Pantai Dalam is a perfect watershed between two groups of urban Malays: the affluent and the working class. The former live mainly in gleaming, whitewashed condominiums like the Andalusia Condominium in Pantai Hillpark, or in luxury bungalows in Kampung Pantai and Pantai Halt.

For the working class, the luxury apartments located further uphill are perhaps symbols of what one can aspire to.

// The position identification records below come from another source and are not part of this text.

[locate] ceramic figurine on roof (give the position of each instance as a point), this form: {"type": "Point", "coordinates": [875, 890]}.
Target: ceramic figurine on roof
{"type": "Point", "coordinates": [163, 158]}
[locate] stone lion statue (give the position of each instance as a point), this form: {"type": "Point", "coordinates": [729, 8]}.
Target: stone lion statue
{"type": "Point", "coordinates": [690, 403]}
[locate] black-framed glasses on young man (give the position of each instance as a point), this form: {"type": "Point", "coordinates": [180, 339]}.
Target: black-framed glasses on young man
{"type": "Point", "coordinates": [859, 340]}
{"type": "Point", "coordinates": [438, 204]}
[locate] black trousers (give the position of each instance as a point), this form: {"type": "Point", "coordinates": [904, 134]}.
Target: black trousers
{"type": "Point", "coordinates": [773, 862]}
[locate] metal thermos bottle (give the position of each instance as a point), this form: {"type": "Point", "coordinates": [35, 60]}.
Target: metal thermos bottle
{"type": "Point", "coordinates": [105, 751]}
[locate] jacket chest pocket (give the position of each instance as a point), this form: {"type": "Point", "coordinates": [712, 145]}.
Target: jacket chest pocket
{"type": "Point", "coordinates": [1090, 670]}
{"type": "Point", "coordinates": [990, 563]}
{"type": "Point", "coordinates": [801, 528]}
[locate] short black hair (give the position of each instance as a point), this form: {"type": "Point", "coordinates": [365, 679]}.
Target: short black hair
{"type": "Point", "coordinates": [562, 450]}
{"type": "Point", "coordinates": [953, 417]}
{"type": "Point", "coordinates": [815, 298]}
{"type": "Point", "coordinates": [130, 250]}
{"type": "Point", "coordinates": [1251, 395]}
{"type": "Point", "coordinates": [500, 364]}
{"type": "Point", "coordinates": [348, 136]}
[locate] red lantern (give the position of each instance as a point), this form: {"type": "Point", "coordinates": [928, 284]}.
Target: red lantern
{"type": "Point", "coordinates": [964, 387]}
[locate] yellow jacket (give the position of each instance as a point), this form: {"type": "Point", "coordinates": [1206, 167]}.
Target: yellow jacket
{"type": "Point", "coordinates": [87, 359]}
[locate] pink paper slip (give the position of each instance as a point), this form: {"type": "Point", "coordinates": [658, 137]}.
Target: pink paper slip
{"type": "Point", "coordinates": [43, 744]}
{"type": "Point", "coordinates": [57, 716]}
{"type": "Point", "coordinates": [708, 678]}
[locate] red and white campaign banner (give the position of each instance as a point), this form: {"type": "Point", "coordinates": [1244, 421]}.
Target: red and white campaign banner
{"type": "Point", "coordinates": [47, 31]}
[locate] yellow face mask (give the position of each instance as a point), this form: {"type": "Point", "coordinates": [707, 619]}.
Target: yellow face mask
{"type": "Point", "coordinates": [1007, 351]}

Most of them live in the low-cost apartments.

Most of the area's residents are:
- blue-collar workers living in flats that had been sold to them under the People's Housing Project when they were resettled from their squatter homes several years ago.
- students of the University of Malaya.
- police officers/personnels, mainly in Desa Aman 1 & 2.

Some squatters are still waiting to buy homes under this project, which was announced by Prime Minister Abdullah Ahmad Badawi prior to the 12th Malaysian general election, 2008.

Pantai Dalam is well connected to the other parts of Klang Valley via the New Pantai Expressway and the Federal Highway.

Other divisions which are part of the Lembah Pantai constituency are Bangsar South, Bukit Aman, Bukit Persekutuan, KL Eco City, Mid Valley City and Perdana Botanical Gardens.

== Transportation ==

=== Public transport ===

- 4 LRT stations for Kelana Jaya Line: Bangsar, Abdullah Hukum, Kerinchi and Universiti LRT stations.
- 3 KTM stations for Port Klang Line: Abdullah Hukum, Angkasapuri and Pantai Dalam Komuter stations.
- Only 1 KTM station for Seremban Line: Mid Valley Komuter station.

=== Car ===

- Few major highways which cuts through most parts of the district includes the New Pantai Expressway (NPE) and Federal Highway.
- In the future, a new highway known as Setiawangsa–Pantai Expressway (SPE) will be opened, currently under construction.

==Politics==
The current Member of Parliament for the Lembah Pantai parliamentary constituency is Fahmi Fadzil from Pakatan Harapan, who won the seat in the 2018 Malaysian general election.